There are a lot of swing faults that can cause a slice, and without knowing anything about you or your swing, It's pretty much impossible to say why you are doing it. A slice is caused by an outside to inside swing path in the impact zone, with a square or open club face. But there are several ways to get to that point, and I really can't even make a guess as to what you might be doing. :dunno:


----------



## kuya51

I went to the range last night and I'm the opposite. Hit my driver well and also my 4 wood. Felt great. Irons were difficult for some strange reason.


----------



## 300Yards

I have been watching swings closely, and there a few things I noticed people do that can cause a slice.

1.) The hips don't clear.
2.)The weight shift is strained, or not completed.

Both of these together, cause an out to in swingpath, with an openface, causing a slice. I have noticed that people who do this, usually have too wide of a stance. So try this and tell me if it helps, as I can't test it myself:

Use a narrower stance at address. Make sure your feet aren't much past your shoulders. The insdie of your feet, should be lined up with the outside of your shoulder. It will feel uncomfortable, but I swear it works. Also, try not to start your downswing, until you hips are clear, and your weight shift is almost complete. This causes you to create more lag, and have a better swingpath with an open face.

Of course, there are many causes of slicing, but I just thought I would throw that out there, and see what everyone thinks about my idea. Fourputt is right though, without seeing the swing, we can't say for sure.


----------



## Surtees

300Yards said:


> 1.) The hips don't clear.



What do you mean by this?


----------



## 300Yards

The hips don't "open", and that means that you aren't rotating enough. The downswing should statr with a simultaneous weight shift, and twisting of the hips to the left. If you don't do this, when you start your downswing, you end up "casting", and get a poor weight shift, and hit a slice due to an open club face.


----------



## zaphod

Before you look at swing changes have a buddy look at your setup,stance, grip, etc with your iron setup then your driver. It may be there.If not look further.

When I get in a funk with driver I goto range and hit some clean 8 irons. Then hit a few drivers with the same tempo etc. If not good go backto 8 iron and repeat.

Good luck


----------



## mkoreiwo

I play in an indoor sim in the winter, and it helps me work on my swing - the sim gives you the path, SS, ball speed, and where on the face (toe/heel) you hit it.

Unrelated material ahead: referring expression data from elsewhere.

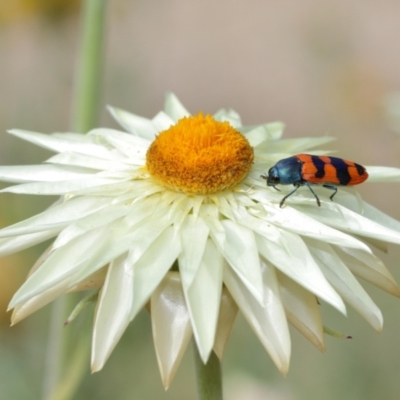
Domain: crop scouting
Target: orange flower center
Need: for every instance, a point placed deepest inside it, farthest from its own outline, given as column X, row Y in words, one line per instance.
column 199, row 155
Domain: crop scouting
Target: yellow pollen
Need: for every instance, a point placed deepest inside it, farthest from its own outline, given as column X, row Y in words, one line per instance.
column 199, row 155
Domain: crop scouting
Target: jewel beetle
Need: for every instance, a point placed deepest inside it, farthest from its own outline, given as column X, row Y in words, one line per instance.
column 306, row 169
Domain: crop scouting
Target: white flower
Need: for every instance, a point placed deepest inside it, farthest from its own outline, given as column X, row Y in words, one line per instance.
column 175, row 213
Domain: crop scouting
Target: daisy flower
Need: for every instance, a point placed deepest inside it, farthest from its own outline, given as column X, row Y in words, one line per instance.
column 172, row 214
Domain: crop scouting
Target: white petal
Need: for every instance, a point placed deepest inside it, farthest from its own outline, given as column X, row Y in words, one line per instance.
column 271, row 131
column 345, row 284
column 174, row 108
column 381, row 218
column 84, row 160
column 268, row 322
column 162, row 121
column 93, row 281
column 203, row 299
column 230, row 116
column 227, row 314
column 241, row 252
column 193, row 234
column 41, row 173
column 35, row 303
column 337, row 216
column 171, row 325
column 60, row 143
column 61, row 264
column 58, row 188
column 21, row 242
column 152, row 267
column 293, row 258
column 297, row 145
column 57, row 216
column 290, row 219
column 104, row 216
column 112, row 313
column 134, row 147
column 370, row 268
column 383, row 174
column 135, row 124
column 302, row 310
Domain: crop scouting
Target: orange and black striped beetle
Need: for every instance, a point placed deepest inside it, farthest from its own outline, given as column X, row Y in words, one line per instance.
column 306, row 169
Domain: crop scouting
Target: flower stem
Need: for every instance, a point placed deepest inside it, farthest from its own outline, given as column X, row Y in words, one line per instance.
column 209, row 377
column 67, row 355
column 88, row 79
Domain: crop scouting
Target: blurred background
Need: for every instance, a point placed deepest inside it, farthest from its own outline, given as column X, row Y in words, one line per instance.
column 323, row 67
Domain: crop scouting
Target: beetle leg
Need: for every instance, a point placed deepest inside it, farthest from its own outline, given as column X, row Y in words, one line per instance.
column 331, row 187
column 312, row 191
column 283, row 200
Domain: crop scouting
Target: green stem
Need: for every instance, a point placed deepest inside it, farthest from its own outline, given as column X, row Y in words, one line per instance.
column 68, row 348
column 88, row 79
column 209, row 377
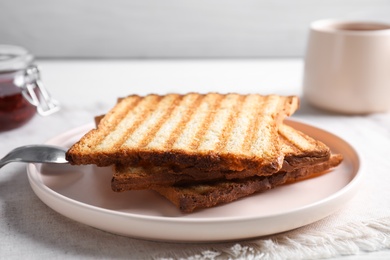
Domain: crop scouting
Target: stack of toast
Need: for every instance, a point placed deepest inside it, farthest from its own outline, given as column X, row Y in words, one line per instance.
column 202, row 150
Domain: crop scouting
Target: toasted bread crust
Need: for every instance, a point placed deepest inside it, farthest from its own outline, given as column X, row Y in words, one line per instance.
column 299, row 150
column 196, row 196
column 129, row 134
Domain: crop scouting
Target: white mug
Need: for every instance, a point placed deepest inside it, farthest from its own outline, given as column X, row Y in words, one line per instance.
column 347, row 66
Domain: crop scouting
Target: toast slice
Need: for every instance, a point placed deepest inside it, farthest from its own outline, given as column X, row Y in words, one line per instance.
column 197, row 196
column 299, row 150
column 228, row 132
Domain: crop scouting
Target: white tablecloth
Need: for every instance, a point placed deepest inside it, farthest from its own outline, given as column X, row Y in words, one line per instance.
column 31, row 230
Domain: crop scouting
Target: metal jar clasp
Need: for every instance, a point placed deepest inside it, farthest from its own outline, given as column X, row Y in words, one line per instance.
column 34, row 92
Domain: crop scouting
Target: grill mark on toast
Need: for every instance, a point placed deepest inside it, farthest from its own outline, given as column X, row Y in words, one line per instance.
column 150, row 135
column 183, row 122
column 228, row 127
column 113, row 119
column 164, row 138
column 267, row 131
column 156, row 112
column 251, row 133
column 241, row 125
column 188, row 135
column 131, row 123
column 200, row 135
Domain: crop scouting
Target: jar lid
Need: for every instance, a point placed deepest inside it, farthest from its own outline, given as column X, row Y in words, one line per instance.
column 14, row 58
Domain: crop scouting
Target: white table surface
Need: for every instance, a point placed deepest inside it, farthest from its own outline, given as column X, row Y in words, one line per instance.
column 31, row 230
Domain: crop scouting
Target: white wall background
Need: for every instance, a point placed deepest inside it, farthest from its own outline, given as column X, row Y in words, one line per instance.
column 172, row 28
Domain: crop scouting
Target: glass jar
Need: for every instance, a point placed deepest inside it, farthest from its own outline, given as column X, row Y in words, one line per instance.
column 22, row 93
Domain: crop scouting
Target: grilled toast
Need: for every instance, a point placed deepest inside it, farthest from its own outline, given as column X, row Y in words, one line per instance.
column 204, row 195
column 299, row 150
column 224, row 132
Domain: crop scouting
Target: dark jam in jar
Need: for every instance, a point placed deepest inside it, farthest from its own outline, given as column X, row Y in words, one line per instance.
column 22, row 93
column 15, row 110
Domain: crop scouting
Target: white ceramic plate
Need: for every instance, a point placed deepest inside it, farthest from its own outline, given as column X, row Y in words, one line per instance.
column 83, row 193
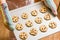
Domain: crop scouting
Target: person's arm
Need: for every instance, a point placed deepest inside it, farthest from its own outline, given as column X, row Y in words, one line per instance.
column 6, row 16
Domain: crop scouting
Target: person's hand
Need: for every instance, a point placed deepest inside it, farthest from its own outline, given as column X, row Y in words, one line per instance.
column 2, row 1
column 52, row 4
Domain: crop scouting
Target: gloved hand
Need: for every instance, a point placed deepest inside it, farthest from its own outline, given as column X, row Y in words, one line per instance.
column 52, row 4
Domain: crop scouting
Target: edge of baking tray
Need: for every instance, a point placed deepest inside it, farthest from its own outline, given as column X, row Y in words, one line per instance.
column 26, row 6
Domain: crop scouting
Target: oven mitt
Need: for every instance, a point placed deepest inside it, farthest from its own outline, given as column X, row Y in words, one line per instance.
column 6, row 16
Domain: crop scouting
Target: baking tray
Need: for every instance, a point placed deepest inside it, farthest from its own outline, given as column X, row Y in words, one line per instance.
column 36, row 6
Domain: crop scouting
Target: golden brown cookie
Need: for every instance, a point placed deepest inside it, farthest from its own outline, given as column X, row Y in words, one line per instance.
column 33, row 32
column 23, row 35
column 43, row 9
column 47, row 17
column 15, row 19
column 29, row 23
column 24, row 15
column 19, row 26
column 52, row 25
column 38, row 20
column 34, row 13
column 43, row 28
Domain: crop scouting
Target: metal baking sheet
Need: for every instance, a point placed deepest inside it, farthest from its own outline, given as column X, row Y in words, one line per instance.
column 28, row 10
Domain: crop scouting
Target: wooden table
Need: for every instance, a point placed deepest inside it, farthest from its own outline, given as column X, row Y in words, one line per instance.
column 6, row 34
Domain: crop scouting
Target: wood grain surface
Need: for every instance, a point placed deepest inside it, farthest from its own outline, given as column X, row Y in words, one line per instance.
column 6, row 34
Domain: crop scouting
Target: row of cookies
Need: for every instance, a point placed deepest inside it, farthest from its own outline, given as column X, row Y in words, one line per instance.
column 34, row 31
column 20, row 26
column 33, row 13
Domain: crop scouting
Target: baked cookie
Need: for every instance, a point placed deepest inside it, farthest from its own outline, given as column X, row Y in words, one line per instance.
column 43, row 28
column 24, row 15
column 15, row 19
column 43, row 9
column 34, row 13
column 19, row 26
column 52, row 25
column 23, row 35
column 29, row 23
column 33, row 32
column 47, row 17
column 38, row 20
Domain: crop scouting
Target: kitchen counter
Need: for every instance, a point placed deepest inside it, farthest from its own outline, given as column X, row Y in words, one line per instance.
column 6, row 34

I found that occasionally I'd have days where my path was fine, but my clubface was open. After mulling it over and looking at possibilities, I found that I wasn't making a full shoulder turn on my backswing, and I believe it was causing my arms to wind up stuck behind me as I came through the ball. I believe this to be the case because I began to focus on my turn, and that cured my slicing.... Perhaps this may help you - or not - but it's a thought....


----------



## cbwheeler

Tell us this. Is is actually a slice are you experiencing, or does your ball start off straight, then fade off to the right, or perhaps starts right and stays right?

If your irons go straight, you are probably not coming from the outside too much, however it is a possibility. There is a tendency to overswing with longer clubs, which causes what is called a "cast" or the wrists uncocking too early which causes the clubhead to come from the outside. Usually you make a subconscious correction when this happens and open the clubface.

That's what causes those ugly open faced push slices. This is probably what is happening to you.

When you are at the range again, focus on swinging smooth with your driver and minimizng your hand action through the ball. Then once you get the ball going straight, add your hand action back in, making sure you are releasing as the grip of the club is pointing at the ball, not the ground behind you. If you do this, there is no way you are going to come from the outside.


----------